Purtroppo, come spesso accade in questo genere di malattia, nei cani non esiste un test definitivo che ti dica se il cane ha o meno la SRMA. La diagnosi clinica la si fa tramite i sintomi, l’anamnesi, l’esame fisico e neurologici in combinazione con esami del sangue, analisi del liquor e Tac. In particolare è bene sottolineare come questi esami servano soprattutto per escludere altre patologie che hanno sintomi praticamente identici: ci sono alcune di queste malattie in cui l’utilizzo dei corticosteroidi è controindicato e che richiedono altre terapie.

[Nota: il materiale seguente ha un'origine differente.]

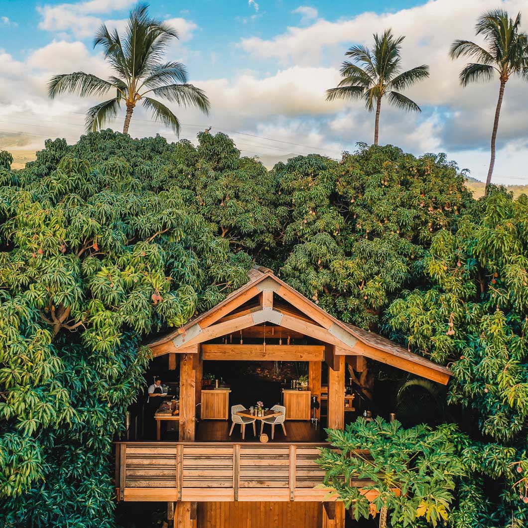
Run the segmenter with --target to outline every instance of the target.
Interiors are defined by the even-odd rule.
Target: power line
[[[10,102],[8,102],[8,101],[0,101],[0,105],[3,105],[4,106],[7,106],[7,105],[9,105],[10,104],[11,104],[11,103],[10,103]],[[24,111],[24,110],[15,110],[13,113],[26,114],[27,114],[28,115],[31,115],[32,114],[34,114],[35,115],[44,116],[45,116],[45,117],[49,117],[50,118],[52,118],[52,116],[50,116],[49,114],[43,114],[42,112],[36,112],[36,111],[32,112],[32,114],[29,114],[29,112],[28,112],[27,111]],[[69,112],[68,113],[69,114],[76,114],[76,115],[81,115],[81,116],[83,116],[86,115],[86,114],[83,114],[83,113],[82,113],[81,112],[73,112],[73,111],[71,111],[71,112]],[[142,121],[142,122],[143,122],[154,123],[154,124],[158,124],[157,121],[155,121],[155,120],[154,120],[153,119],[142,119],[140,118],[135,118],[135,117],[134,118],[134,121],[137,122],[137,121]],[[205,124],[193,124],[193,123],[182,123],[182,125],[186,126],[188,126],[188,127],[194,127],[195,128],[196,128],[199,130],[203,130],[203,129],[204,129],[204,128],[206,128],[207,126],[208,126],[208,125]],[[316,149],[316,150],[325,150],[325,151],[326,151],[327,152],[331,152],[331,153],[333,153],[334,154],[337,154],[338,155],[341,155],[341,152],[338,153],[337,150],[333,150],[333,149],[332,149],[332,148],[327,148],[324,147],[315,147],[315,146],[310,146],[310,145],[303,145],[303,144],[301,144],[300,143],[293,143],[292,142],[285,141],[285,140],[284,140],[282,139],[274,139],[273,138],[266,137],[263,136],[258,136],[258,135],[257,135],[256,134],[249,134],[248,133],[246,133],[246,132],[240,132],[240,131],[238,131],[237,130],[229,130],[228,129],[223,128],[221,126],[214,126],[214,127],[216,128],[218,128],[219,130],[223,130],[224,131],[228,132],[230,134],[239,134],[239,135],[240,135],[241,136],[249,136],[250,137],[254,137],[254,138],[257,138],[260,139],[265,139],[267,141],[272,141],[272,142],[274,142],[275,143],[284,143],[284,144],[287,144],[287,145],[294,145],[294,146],[297,146],[297,147],[302,147],[303,148],[306,148],[306,149]]]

Una volta che il nostro sospetto di SRMA è confermato (e che abbiamo escluso tutte le altre malattie) ecco che si parte con la terapia a base di corticosteroidi, qui si parla di terapie a dosaggi immunosoppressivi, quindi sensibilmente più alti rispetto a quelli utilizzati come antinfiammatori o per le allergie. In alcuni casi è necessario associare ai cortisonici anche altri farmaci immunosoppressivi, in quanti ci sono forme croniche o refrattarie che non rispondono alla ionoterapia. Ovviamente il trattamento è a lungo termine, quando i sintomi clinici sono controllati, si comincia molto gradualmente a scalare il farmaco fino a trovare la minima dose che tenga i sintomi sotto controlli. Talvolta si arriva a sospendere il farmaco, dopo essere stato scalato poco per volta, ma occhio che le recidive sono molto frequenti.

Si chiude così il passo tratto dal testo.